Elon Musk attends the premiere of “Lola” held at the Regency Bruin Theater in Los Angeles, California, USA on February 3, 2024.
Ode Gallucci Reuters
Tesla Plan requires shareholders recover Earlier this year, a Delaware court invalidated a record stock grant, describing it as “seriously flawed,” followed by CEO Elon Musk’s $56 billion in compensation starting in 2018.
The company announced the move in a preliminary agency filing on Wednesday, days after telling employees it would lay off 10% of its employees.
Tesla said the court’s decision raised “fundamental questions” for the company. As a result, Tesla also plans to ask shareholders to let the company move its domicile from Delaware to Texas, something Musk has threatened to do following an adverse court ruling.

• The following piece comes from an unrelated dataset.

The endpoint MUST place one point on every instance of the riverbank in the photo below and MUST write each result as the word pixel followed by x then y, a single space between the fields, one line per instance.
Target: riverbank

Both proposals are likely to be hotly contested. Tesla has hired Innisfree M&A attorneys and plans to spend millions of dollars to help secure votes for both proposals, according to the filing.
Tesla has not hired Innisfree since it first asked shareholders to vote on Musk’s compensation package in 2018. Companies typically only publicize the cost of proxy solicitations when they anticipate a major proposal or proxy fight.
Musk’s pay package came after a shareholder won a lawsuit against the company earlier this year. Delaware Chancery Court President Kathalen McCormick found that Musk, not Tesla’s board, controlled the company and that the board’s compensation committee did not negotiate terms of the deal with Musk , but “working with him, almost as a consultancy”.
Tornetta’s decision prompted Musk to say: “Never register your company in Delaware.”
Tesla, in Wednesday’s filing, expressed doubts about the decision by McCormick, who has been involved in some of Musk’s other legal dealings. “The company and the board of directors believe in this decision tonetta Tesla said in agency filings that the Delaware court ignored important evidence presented at trial and made factual errors and erroneous legal conclusions.
The company also noted that “dozens of institutional shareholders” have told Tesla they disagree with Tornetta’s decision.
Delaware has long been a top location for businesses—more than 60 percent of Fortune 500 companies are registered here—because the state has a robust legal framework and court system dedicated to resolving corporate issues such as executive compensation , as well as broader contract negotiations.
Tesla’s new proposal reminds shareholders that a Delaware court found their original 2018 disclosure to be flawed and urges them to read the full text of the decision.
In January, on the same day the pay package was rejected, Musk asked his X followers whether Tesla should re-register the company in Texas. Months later, Tesla’s board is now asking shareholders to approve their answer to that question.
This is breaking news. Please check back for updates.